Why should you have the privilege of an insider when you determine to remain as an outsider? I say this in the context of the church and committing to a church. The New Testament clearly makes the great division between those who are for Christ and those who are not Christ’s. There are only two camps. We show that we are committed to Christ by committing to a church.
The Word in 1 Corinthians 5:1-5 gives some interesting insights here. There is a man who is in fellowship in the Church at Corinth, but he is having an affair with his step-mother. Paul clearly says that this man should be put out of fellowship so that he is not in fellowship. And in putting him out of fellowship they hand this man over to Satan for the destruction of the flesh (1 cor. 5:5a). From this we learn there are two realms, a realm where God is – the Church, and a realm where Satan is – the world.

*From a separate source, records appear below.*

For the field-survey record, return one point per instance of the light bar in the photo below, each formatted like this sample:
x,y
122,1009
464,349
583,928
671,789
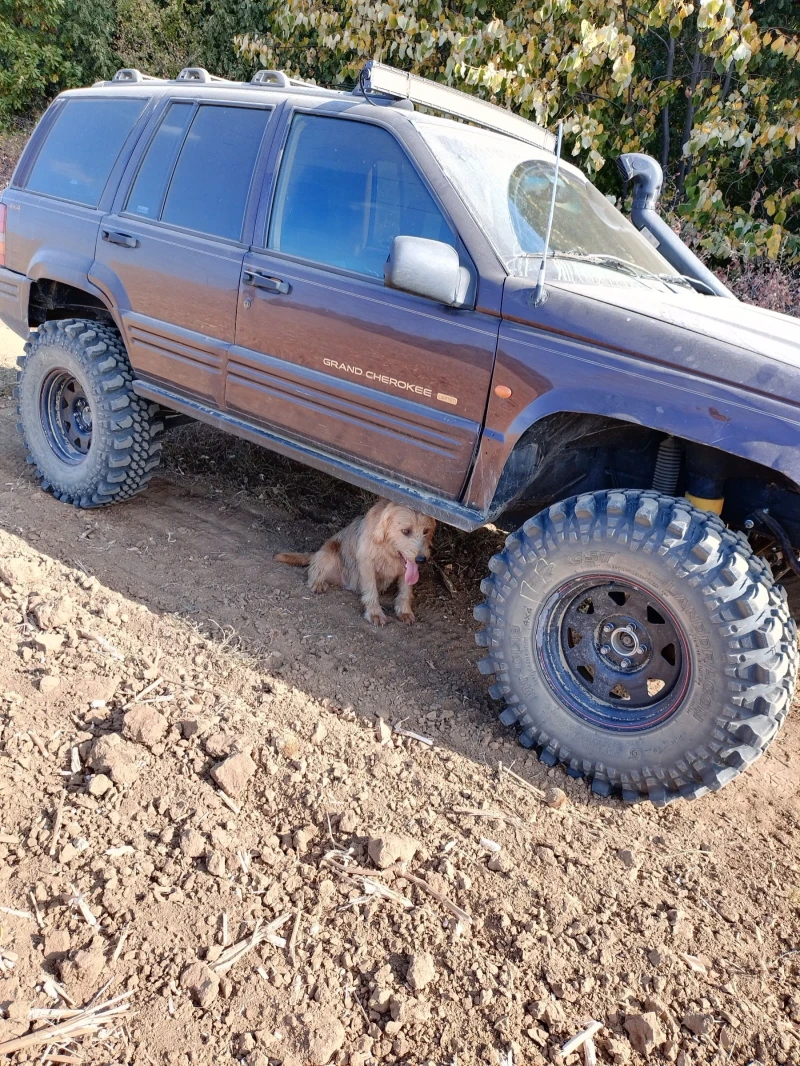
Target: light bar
x,y
389,81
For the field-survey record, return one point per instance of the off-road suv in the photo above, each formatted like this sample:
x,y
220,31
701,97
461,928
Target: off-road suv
x,y
356,284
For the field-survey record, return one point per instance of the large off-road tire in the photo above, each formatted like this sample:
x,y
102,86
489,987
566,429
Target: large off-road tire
x,y
91,438
639,642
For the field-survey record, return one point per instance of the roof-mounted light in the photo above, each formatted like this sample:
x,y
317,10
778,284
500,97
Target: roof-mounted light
x,y
388,81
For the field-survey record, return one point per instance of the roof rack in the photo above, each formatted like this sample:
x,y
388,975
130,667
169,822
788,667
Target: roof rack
x,y
265,79
388,81
130,74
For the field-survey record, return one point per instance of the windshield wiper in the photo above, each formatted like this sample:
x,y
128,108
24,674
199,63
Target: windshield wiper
x,y
623,267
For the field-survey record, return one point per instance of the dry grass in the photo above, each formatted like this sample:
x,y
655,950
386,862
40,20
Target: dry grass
x,y
767,285
12,142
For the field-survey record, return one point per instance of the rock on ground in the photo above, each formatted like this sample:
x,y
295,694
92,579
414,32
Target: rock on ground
x,y
233,775
145,725
113,756
421,970
645,1032
202,984
392,848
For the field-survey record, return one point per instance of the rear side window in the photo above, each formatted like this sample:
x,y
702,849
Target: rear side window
x,y
81,148
345,192
150,181
211,180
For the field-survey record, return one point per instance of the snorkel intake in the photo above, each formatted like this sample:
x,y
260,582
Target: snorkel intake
x,y
646,177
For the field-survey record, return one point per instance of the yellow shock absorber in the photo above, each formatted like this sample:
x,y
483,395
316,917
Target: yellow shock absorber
x,y
703,504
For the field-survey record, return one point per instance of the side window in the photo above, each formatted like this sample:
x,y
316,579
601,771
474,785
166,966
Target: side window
x,y
82,146
211,180
345,191
149,186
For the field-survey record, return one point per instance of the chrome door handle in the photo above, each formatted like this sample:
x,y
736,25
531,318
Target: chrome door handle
x,y
124,239
266,281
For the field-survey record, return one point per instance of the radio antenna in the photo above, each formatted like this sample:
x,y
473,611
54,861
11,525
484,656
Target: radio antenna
x,y
539,294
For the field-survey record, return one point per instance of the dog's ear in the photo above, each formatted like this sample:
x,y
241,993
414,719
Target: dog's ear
x,y
384,523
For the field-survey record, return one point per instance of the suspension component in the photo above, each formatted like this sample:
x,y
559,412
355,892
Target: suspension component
x,y
668,466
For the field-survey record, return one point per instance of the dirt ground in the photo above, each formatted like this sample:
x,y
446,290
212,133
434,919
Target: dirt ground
x,y
677,930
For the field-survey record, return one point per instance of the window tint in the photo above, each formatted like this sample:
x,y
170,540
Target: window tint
x,y
150,181
346,191
210,184
81,148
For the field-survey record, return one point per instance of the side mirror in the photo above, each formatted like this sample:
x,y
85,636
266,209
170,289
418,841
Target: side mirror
x,y
429,269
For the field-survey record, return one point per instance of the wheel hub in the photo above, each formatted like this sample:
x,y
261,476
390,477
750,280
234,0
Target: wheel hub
x,y
613,652
622,644
66,417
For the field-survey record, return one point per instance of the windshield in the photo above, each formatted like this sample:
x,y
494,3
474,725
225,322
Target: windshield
x,y
508,186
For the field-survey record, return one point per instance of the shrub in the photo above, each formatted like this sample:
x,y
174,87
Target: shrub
x,y
698,83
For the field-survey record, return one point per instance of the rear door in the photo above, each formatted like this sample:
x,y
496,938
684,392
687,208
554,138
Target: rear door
x,y
324,353
171,254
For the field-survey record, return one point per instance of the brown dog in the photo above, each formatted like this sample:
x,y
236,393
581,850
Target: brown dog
x,y
386,545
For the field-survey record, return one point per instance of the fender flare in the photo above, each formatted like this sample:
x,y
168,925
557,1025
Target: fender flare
x,y
52,265
768,437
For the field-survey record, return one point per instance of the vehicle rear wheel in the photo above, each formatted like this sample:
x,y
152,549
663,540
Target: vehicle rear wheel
x,y
639,642
91,438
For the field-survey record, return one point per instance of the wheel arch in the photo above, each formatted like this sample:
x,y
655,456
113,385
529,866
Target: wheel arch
x,y
59,290
544,432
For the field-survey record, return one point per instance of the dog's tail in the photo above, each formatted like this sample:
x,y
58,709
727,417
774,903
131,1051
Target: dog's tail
x,y
293,558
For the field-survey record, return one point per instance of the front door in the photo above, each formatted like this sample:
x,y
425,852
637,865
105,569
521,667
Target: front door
x,y
328,355
172,254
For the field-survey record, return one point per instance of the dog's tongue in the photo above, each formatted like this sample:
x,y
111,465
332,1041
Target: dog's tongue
x,y
412,571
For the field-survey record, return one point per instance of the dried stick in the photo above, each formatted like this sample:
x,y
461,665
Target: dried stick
x,y
447,904
57,823
496,816
259,934
106,645
293,937
121,942
143,693
521,780
85,1021
575,1043
413,736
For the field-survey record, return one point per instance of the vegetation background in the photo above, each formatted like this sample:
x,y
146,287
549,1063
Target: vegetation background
x,y
710,87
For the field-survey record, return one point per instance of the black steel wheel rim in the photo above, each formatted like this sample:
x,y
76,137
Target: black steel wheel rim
x,y
66,417
613,652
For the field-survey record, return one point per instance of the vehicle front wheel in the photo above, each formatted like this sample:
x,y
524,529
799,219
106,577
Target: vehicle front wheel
x,y
639,642
91,438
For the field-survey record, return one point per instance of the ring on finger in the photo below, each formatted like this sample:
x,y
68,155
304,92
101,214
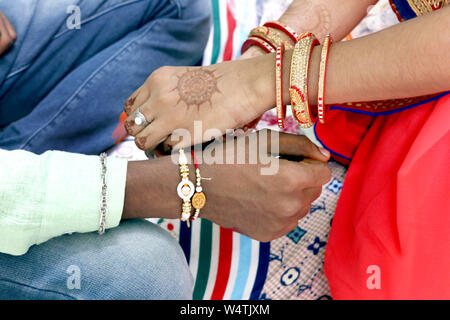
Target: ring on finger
x,y
140,119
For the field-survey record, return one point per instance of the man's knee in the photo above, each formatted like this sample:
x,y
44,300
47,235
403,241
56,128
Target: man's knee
x,y
151,264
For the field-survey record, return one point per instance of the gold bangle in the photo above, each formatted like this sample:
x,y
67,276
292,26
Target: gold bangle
x,y
185,188
272,36
321,108
299,81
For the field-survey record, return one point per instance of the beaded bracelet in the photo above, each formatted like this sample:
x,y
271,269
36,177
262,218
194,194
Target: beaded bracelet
x,y
199,198
254,41
322,77
281,109
185,188
299,81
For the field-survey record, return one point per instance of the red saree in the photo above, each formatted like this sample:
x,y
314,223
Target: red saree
x,y
394,210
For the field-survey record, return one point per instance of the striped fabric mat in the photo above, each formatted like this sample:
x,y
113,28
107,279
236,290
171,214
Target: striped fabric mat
x,y
227,265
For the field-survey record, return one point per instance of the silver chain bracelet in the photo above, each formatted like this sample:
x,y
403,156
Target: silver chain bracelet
x,y
104,200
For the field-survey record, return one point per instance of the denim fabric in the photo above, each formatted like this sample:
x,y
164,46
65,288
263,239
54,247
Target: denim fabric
x,y
137,260
64,89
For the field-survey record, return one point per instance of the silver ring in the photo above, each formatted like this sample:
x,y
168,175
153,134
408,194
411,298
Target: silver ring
x,y
139,119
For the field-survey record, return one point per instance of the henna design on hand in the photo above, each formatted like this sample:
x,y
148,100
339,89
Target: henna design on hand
x,y
197,86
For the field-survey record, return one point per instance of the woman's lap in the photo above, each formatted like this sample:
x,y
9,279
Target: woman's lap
x,y
137,260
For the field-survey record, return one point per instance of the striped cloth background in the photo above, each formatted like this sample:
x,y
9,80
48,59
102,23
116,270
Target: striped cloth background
x,y
227,265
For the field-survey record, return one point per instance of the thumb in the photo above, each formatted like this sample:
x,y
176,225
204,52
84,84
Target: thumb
x,y
295,145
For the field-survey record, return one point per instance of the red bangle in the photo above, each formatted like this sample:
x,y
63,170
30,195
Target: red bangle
x,y
299,81
254,41
281,109
284,28
321,107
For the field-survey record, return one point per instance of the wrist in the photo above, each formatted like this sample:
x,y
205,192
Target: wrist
x,y
151,190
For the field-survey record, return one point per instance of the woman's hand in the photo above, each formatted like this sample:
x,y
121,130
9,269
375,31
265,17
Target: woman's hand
x,y
223,96
7,34
263,207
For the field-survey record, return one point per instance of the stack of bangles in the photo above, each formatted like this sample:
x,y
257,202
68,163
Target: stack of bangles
x,y
275,37
191,195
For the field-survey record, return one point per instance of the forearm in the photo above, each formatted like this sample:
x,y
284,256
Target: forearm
x,y
321,17
407,60
45,196
151,190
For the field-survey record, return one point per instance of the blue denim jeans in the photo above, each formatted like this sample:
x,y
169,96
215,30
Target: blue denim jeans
x,y
64,88
138,260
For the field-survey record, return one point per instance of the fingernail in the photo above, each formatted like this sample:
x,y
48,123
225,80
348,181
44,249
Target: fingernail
x,y
325,152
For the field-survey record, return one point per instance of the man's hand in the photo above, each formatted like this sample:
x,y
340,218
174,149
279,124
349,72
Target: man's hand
x,y
263,207
7,34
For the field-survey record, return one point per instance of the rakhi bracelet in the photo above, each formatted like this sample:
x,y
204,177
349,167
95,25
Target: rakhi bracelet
x,y
285,29
254,41
298,89
185,188
321,107
271,36
281,109
104,197
199,198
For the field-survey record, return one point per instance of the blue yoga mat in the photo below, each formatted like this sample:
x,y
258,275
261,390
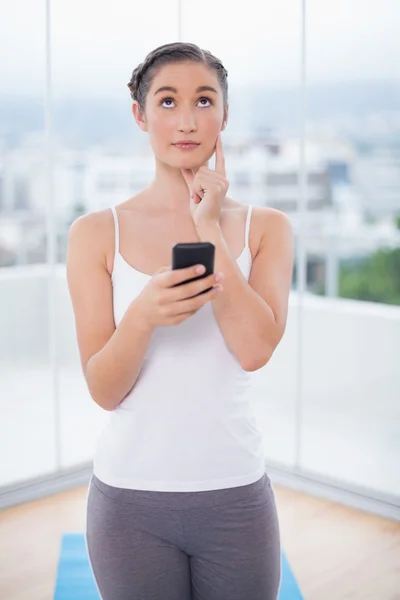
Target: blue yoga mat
x,y
75,579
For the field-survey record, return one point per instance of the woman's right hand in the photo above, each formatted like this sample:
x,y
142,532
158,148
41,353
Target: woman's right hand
x,y
162,304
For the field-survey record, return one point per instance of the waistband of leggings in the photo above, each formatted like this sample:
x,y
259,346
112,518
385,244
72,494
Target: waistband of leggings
x,y
182,500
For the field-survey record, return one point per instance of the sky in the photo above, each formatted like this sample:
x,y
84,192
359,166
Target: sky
x,y
96,44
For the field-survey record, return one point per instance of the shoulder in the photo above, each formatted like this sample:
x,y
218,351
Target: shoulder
x,y
92,233
267,225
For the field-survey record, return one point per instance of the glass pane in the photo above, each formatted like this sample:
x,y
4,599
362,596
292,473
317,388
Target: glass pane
x,y
27,433
101,159
351,343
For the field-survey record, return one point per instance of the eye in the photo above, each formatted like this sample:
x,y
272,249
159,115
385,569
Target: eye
x,y
170,99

So what are we to make of Christians who decide that they won’t take on the commitment and responsibility of being in a church? Is it not reasonable that we actually treat them as unbelievers? They have chosen the realm of unbelievers, because, as we have already indicated, there is only the church and the world. Therefore, should we not treat them as those of the world.
Of course we have to be thoughtful in all this because many are on a journey that is leading them to commit to a church. Perhaps they are moving to a new area or they have been baptised and are now considering committing to a church. Others have just not been taught about the importance of church membership. Notwithstanding these situations though, what are we to make of those who profess Christ, but won’t commit? Have they not willfully placed themselves in a situation where they have no right to be treated as believers.
This may all sound harsh. However, should not love on our part lead us to challenge the so-called people of Christ who refuse to affiliate with a local representation of the body of Christ. By their actions such people forfeit the right to be treated as believers.